Acil servislerin, poliklinik gibi kullanılmaması gerektiğini de vurgulayan Oruç, bu konuda ise şunları dile getirdi: “Günlük 3 binlere kadar hasta başvurusunun olduğu acil servisler var. Buralarda sayıların kademeli olarak azaltılması gerekiyor. Bunun için birinci basamak olan aile hekimliklerinin güçlendirilmesi bizim taleplerimizden bir tanesi. Yalnızca poliklinik hizmeti veren değil toplumun hasta olmaması için koruyucu sağlık hizmetlerinin de yeteri kadar kaliteli bir şekilde yürütülebileceği bir aile hekimliği düzenlemesi gerekli. Aslında bunun için aile hekimliği sistemi kaldırılmalı. Bundan önce uygulanan sağlık ocağı sisteminin ideal şekliyle -son dejenere olmuş şekliyle değil- düzenlenmesi gerekiyor.”
“Aile hekimliği sistemi kaldırılmalı” taleplerini detaylandıran Oruç, sözlerini şöyle sürdürdü: “Sağlık ocaklarında bir ekip hizmeti vardı. Doktorundan hemşiresine, sağlık teknisyeninden şoförüne kadar bütün olanakları vardı. Adres tabanlı bir sistemdi. Sağlık ocağının bulunduğu binanın çevresinde hizmet veriyordu. Aile hekimlikleri bunun tersi. Doktor ve aile sağlığı elemanı denen, genellikle hemşire olan iki kişinin baktığı ve binanın olduğu yerin çevresi değil, Türkiye’nin tamamından hastasının olabileceği bir sistem getirildi, ki bu sadece poliklinik hizmetine daraltılan bir sistemdi.

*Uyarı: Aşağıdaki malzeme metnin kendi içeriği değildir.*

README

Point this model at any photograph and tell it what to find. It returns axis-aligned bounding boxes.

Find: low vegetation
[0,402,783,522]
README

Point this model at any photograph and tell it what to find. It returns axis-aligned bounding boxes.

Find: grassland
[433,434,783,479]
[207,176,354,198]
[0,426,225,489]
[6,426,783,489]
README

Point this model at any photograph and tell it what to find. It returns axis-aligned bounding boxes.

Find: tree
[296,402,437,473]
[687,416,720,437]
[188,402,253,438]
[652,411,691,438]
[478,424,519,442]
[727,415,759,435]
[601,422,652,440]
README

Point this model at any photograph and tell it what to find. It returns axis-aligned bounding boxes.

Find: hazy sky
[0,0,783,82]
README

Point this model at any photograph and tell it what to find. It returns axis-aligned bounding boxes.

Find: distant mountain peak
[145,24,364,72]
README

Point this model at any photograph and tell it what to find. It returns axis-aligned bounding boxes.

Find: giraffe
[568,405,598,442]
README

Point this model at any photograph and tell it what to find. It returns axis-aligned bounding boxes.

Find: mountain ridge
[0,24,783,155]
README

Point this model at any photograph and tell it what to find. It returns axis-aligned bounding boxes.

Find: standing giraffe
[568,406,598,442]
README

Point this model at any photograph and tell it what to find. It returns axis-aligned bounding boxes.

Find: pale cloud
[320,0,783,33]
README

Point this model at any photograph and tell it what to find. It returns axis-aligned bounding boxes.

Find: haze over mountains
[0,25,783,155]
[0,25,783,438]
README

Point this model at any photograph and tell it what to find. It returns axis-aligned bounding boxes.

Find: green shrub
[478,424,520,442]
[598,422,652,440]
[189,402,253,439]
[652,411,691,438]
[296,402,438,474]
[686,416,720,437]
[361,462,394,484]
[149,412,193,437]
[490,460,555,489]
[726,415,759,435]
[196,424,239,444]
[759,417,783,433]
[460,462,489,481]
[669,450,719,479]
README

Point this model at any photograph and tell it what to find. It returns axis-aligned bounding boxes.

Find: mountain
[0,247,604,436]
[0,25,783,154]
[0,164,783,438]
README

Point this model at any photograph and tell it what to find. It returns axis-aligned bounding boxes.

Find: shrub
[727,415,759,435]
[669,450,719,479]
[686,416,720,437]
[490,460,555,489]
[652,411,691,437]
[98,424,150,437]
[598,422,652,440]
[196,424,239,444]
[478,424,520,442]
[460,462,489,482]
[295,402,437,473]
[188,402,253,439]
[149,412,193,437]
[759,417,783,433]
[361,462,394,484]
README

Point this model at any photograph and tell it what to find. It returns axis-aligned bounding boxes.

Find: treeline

Bunun değiştirilmesi lazım ki, hastanelerin yükü azaltılabilsin.”
“SAĞLIK SİSTEMİ YENİDEN KURGULANMALI”
Sözlerini sağlık sisteminin yeniden kurgulanması gerektiğini vurgulayarak tamamlayan Dr. Oruç, şunları dile getirdi: “20 yıldır kademeli olarak polikliniğe başvurunun kışkırtıldığı bir sağlık ortamının tersine, daha birinci basamağa doğru kaydırıldığı ve azaltılmaya çalışıldığı bir kurguya geçmemiz gerekiyor. Özellikle İstanbul gibi nüfus yoğunluğu çok yüksek olan illerin bunu kaldırması mümkün değil. Örneğin 2000 yılında bir kişi yılda üç kez polikliniğe giderken, bugün bu rakam 10’un üzerine çıktı. Bu kadar başvuruyu kaldırabilecek bir sağlık sistemi yok tabii ki de. Tamamen sağlık piyasasının kâr edebilmesi için kurgulanan bir sistem, bundan dönülmesi lazım. Keza özel hastanelerin aldıkları ek katkı payları düşünüldüğünde, elbette bunun da tersine dönmesi gerekiyor. Giderek sağlığın paralı hale geldiğini görüyoruz. Nitelikli hizmet almanın yolu paradan geçer oldu. Bunun değişmesi lazım. Özel hastanelerdeki nitelikli kadroların kamuya dönmesinin yolu sağlanmalı. Kamudaki ücret ve çalışma koşullarının iyileştirilmesi ve buraların bir cazibe merkezi haline getirilmesiyle geriye dönmesini sağlayacak bir kurguya ihtiyaç var. Bunun bir sistem olarak kurgulanması acil şart.”